# Number of 100 Ah Batteries Needed



## downplay (Sep 22, 2020)

Renogy says I must have 300+ Ah in batteries of 100 Ah batteries for
a 3000 watt inverter.

Why? Isn’t it really a matter of p=vi?

If 12v batteries each have a max continuous discharge of 100 amps,
and a 1,000 watt appliance has a max startup draw of 1,700 watts,
wouldn’t it be i = 1,700/12 = 142 amps of draw?

So, as long as I only run this one appliance, wouldn’t 2 batteries be well
within the amperage draw? 142 < 200?

Sure, I wouldn’t be maxing out my inverter, but at least I would have room
to grow when I could afford more batteries...instead of needing a whole other
inverter...


----------



## damoc (Jul 14, 2007)

AH amp hours is a measure of storage capacity not discharge rate and Im guessing about the reason but I have an inverter that continually trips out with over voltage with 400 ah storage but when I added that extra battery and got around 500 AH it had enough load that the charge controler could keep things in check and i no longer had the trouble.


----------



## damoc (Jul 14, 2007)

In vehical batteries CCA cold cranking amps is the measure of discharge rate and i think some deep cycle marine batteries will have both a CCA and a AH rating. There may also be other ways to rate a battery that I am unaware of.


----------



## MichaelK! (Oct 22, 2010)

If you read the specification of your batteries carefully, you will see that they publish the amphours at different discharge rates. It's very well understood that the faster you discharge a battery, the fewer amphours it will have. That 100AH rating is likely to be a 20 hour rate, which is considered standard. What that means is the highest amperage you'll get out of them for the battery to last 20 hours is 5amps. 

Most lead-acid batteries don't like being discharged at far higher levels then about 1/10C, which in your case would be 10amps. So, using one 12V battery, for good performance you shouldn't push it past 10A x 12V = 120Watts. In my opinion, Renogy is being dishonest even marketing a 12V inverter that's supposed to put out 3000W. I would bet it will never happen.
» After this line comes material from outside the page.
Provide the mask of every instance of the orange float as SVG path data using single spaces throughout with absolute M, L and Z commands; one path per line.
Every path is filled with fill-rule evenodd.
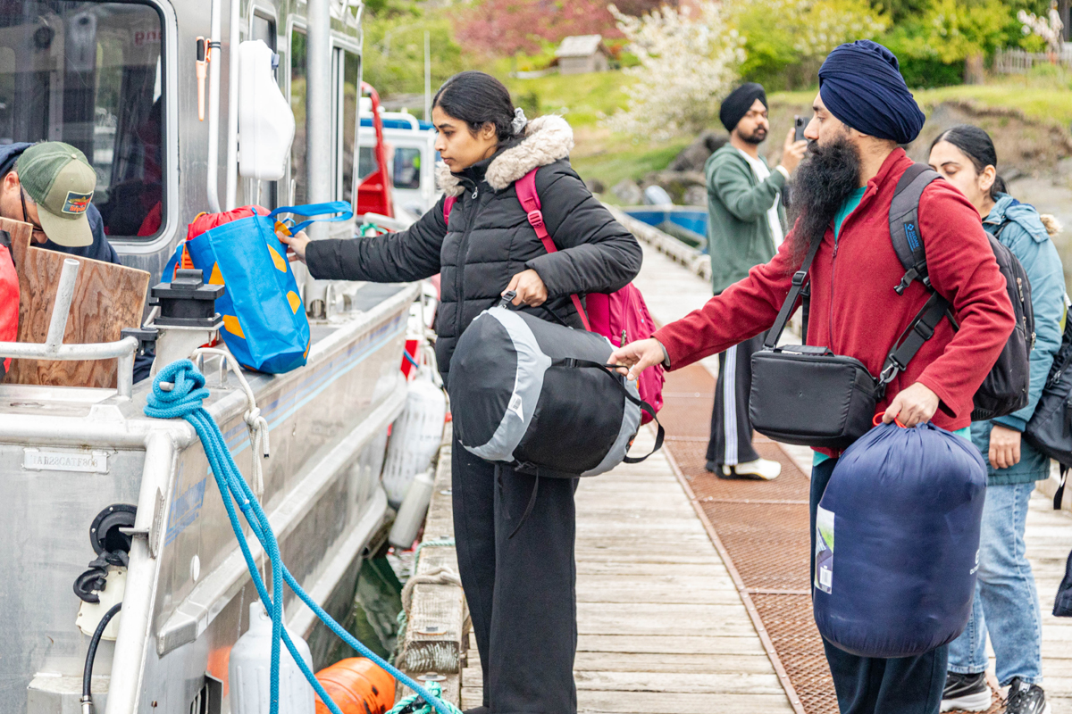
M 394 678 L 366 657 L 337 662 L 316 679 L 342 714 L 384 714 L 394 705 Z M 319 697 L 316 714 L 330 714 Z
You just can't pull that many amps out of a battery and expect it to have a reasonable lifespan.

With my own system, I'm running a 2000W well pump from 8am till 4pm, with some extra loads topping out at ~3500W throughout the day. But, I have a 48V system with a 400AH battery bank and a 7000W inverter. Realisticly, that's what's really necessary to actually get 3000W out of your system. I can say it because I do it! For years now!


----------



## Steve_S (Feb 25, 2015)

Lead-Acid based batteries can only be used to 50% DOD (Depth fo Discharge) without causing damage to the batteries. CCA and using C/20 ratings is completely moot with solar systems. NONE of this is applicable to Lithium Based Batteries.

If you have a 12V/280AH Lifepo4 battery pack, which has an operating voltage range of 10V (0% SOC) to 14.6V (100% SOC) [ SOC = State of Charge] you will get a maximum of 4.088 kWh @ 14.6V.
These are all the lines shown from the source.